Alors que le Sénégal entend contester devant le Tribunal arbitral du sport la décision de la CAF d’attribuer le titre continental au Maroc, l’analyse livrée à Onze Mondial par l’avocat en droit du sport Romain Bizzini permet d’éclairer les enjeux du dossier. Habitué des procédures devant le TAS, l’avocat rappelle que cette juridiction suisse « applique les règlements » et ne se prononce ni sur l’émotion ni sur le ressenti autour d’un match. Selon lui, le cœur de l’examen portera avant tout sur le respect strict des articles 82 et 84 du règlement de la CAN, ainsi que sur les éléments officiellement consignés dans la procédure.
Toujours auprès de Onze Mondial, Romain Bizzini souligne que le recours sénégalais ne sera pas automatiquement suspensif. En clair, si la Fédération sénégalaise souhaite récupérer provisoirement son statut de champion pendant l’instruction, elle devra en faire expressément la demande via des mesures conservatoires. Sur le fond, l’un des principaux débats concernera la définition même du mot « équipe » au moment de l’incident : le TAS devra notamment déterminer si le départ d’une majorité de joueurs, laissant le Sénégal en dessous du seuil minimum pour poursuivre la rencontre, suffit à caractériser un abandon de terrain au sens du règlement.

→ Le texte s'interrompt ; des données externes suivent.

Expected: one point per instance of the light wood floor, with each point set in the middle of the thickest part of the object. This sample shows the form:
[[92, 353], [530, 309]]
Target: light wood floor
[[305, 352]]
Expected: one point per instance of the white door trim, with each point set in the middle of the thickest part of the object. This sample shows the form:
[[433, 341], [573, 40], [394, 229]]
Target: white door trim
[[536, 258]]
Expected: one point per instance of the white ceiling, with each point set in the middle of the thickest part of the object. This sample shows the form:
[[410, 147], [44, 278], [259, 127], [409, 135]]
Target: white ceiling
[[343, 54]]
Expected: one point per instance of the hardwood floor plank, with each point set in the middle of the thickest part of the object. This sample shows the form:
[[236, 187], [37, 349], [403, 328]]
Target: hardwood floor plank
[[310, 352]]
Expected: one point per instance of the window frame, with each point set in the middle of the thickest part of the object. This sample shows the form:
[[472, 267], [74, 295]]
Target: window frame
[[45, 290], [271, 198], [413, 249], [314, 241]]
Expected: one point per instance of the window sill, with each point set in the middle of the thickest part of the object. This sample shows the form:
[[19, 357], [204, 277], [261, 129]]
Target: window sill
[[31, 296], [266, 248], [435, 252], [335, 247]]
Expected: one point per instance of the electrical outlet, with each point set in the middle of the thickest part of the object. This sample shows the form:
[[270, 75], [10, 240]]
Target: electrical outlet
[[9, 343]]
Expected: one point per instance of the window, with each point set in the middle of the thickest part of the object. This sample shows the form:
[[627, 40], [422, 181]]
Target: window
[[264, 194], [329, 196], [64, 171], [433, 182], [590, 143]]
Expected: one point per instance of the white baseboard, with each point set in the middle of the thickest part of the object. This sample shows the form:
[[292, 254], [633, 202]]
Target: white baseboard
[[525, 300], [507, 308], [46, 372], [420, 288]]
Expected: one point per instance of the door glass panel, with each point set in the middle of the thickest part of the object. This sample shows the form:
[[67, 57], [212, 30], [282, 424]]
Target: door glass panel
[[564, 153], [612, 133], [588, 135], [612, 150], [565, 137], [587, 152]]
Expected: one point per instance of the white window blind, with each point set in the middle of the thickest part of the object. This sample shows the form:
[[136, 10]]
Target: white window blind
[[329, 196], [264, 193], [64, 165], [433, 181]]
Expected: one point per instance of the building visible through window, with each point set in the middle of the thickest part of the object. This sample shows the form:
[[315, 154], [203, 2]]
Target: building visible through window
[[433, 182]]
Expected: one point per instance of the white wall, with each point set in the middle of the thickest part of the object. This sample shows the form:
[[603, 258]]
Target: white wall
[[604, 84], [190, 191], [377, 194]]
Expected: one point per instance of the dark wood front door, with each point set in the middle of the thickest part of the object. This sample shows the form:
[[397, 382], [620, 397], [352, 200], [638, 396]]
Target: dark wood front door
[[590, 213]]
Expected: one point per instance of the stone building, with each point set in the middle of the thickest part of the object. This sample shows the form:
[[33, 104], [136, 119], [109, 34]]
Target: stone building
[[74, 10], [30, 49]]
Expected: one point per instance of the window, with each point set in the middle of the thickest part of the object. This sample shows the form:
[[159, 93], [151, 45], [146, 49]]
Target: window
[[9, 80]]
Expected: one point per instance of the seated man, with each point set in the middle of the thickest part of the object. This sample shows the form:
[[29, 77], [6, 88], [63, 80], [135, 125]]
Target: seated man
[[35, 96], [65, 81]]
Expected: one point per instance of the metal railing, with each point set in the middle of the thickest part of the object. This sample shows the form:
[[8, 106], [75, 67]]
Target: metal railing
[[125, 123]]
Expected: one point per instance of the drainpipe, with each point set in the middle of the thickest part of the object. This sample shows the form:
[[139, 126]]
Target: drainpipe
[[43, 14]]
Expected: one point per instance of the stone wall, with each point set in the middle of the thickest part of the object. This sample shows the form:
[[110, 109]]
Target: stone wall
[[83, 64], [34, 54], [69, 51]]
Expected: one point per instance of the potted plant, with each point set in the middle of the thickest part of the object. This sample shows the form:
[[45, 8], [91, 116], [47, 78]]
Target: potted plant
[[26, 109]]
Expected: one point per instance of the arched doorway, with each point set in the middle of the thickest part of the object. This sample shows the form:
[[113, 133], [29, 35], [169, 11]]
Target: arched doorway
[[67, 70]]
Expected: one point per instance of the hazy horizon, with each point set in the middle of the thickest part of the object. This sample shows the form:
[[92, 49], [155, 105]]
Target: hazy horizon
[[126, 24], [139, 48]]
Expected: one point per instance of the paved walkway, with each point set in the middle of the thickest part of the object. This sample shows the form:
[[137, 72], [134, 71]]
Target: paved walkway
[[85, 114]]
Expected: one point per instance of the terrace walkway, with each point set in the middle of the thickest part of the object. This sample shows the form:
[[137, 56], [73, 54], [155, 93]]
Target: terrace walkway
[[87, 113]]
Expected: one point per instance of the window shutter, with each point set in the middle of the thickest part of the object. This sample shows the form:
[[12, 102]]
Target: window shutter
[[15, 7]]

L’avocat interrogé par Onze Mondial estime par ailleurs que la reprise du match pourrait alimenter l’argumentaire sénégalais, notamment autour d’une éventuelle renonciation marocaine à contester l’incident sur le moment. Mais, dans le silence des textes sur un retour sur la pelouse après avoir quitté le terrain, il considère que les arbitres pourraient surtout retenir la faute initiale. Son sentiment reste donc favorable au maintien de la décision de la CAF, même si plusieurs zones d’interprétation devraient nourrir les débats dans les mois à venir.